IBM's research team demonstrated this enabling structure in silicon for the first time, achieving more than 40% SRAM cell-height reduction versus state-of-the-art non-stacked cells, accomplished entirely within today's patterning capability. The architecture also delivers about 20% lower per-cell wordline capacitance and substantial wordline resistance reduction, with backside bitlines lowering bitline resistance for faster, lower-energy SRAM access.
What Does This Mean for AI Accelerators?
Dense-SRAM accelerators run into the SRAM constraint first. Weights, activations, and key-value caches in inference are kept in SRAM to stay close to compute and avoid the memory wall. Architectures from companies like Cerebras, Groq, and SambaNova commit hundreds of megabytes of SRAM on-die, and even mainstream GPUs devote tens of megabytes to L2 cache. A 40% reduction in SRAM cell height translates to roughly 40% more SRAM in the same area, or the same capacity at lower cost, which lets designers grow key-value cache capacity without growing the die.
The performance implications are equally important. Because nanostack optimizes its top and bottom transistors independently, the SRAM devices can be tuned for read and write margin separately from logic, supporting the low-voltage operation these chips rely on for efficiency. This restarts SRAM scaling exactly when accelerators are most SRAM-bound, addressing a critical bottleneck in modern AI inference.
How to Understand Nanostack's Place in the Chip Industry Roadmap
- Sequential Bonding Approach: Nanostack sequentially bonds two separately optimized nanosheet wafers and staggers them, rather than building a monolithic CFET (complementary field-effect transistor), allowing the top and bottom transistors to use different materials and reach production faster.
- Multi-Year Roadmap: IBM projects a roadmap from 7 angstroms through 5A, 3A, 2A and onward to 1A across roughly a decade of scaling, with multi-layer stacking signposted beyond that, establishing nanostack as a platform rather than a one-off device.
- Production Timeline: The work points to a path to production within about five years, with collaboration on high-NA EUV (extreme ultraviolet) lithography with research and fabrication partners to enable manufacturing at scale.
Nanostack builds on techniques the industry has already proven at larger scales.
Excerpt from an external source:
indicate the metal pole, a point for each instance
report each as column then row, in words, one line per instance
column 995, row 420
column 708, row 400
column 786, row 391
Three-dimensional packaging already stacks whole dies using hybrid bonding at the package level, and backside power delivery has put routing on both sides of the wafer for the first time. Intel's PowerVia is shipping on its 18A node, and TSMC's Super Power Rail is slated for production around 2026. Gate-all-around nanosheet, IBM's own earlier invention, was commercialized by TSMC's N2 and Intel's 18A RibbonFET. The agreed next step across imec, TSMC, and Intel is CFET, which stacks N over P monolithically under a shared gate, but the industry does not expect CFET in production until roughly 2031. Nanostack takes the hybrid-bonding and backside-power techniques those companies proved and pushes them down into the transistor pair itself, potentially reaching production faster than the monolithic CFET approach.
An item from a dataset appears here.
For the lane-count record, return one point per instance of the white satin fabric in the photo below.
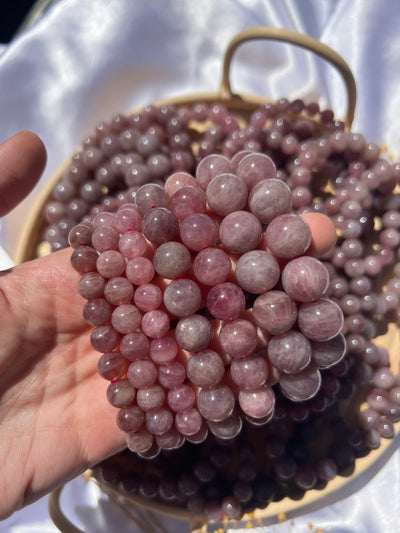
(87, 60)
The broader significance is that nanostack resets the roadmap for AI-era compute at a moment when the industry has hit a wall in traditional two-dimensional scaling. By unlocking SRAM scaling for the first time in over a decade, IBM has addressed a constraint that has become increasingly expensive for chip designers building memory-intensive AI accelerators. The architecture is not a standalone leap but rather the next rung on a ladder the whole industry has been climbing, one that arrives at a critical inflection point for AI hardware development.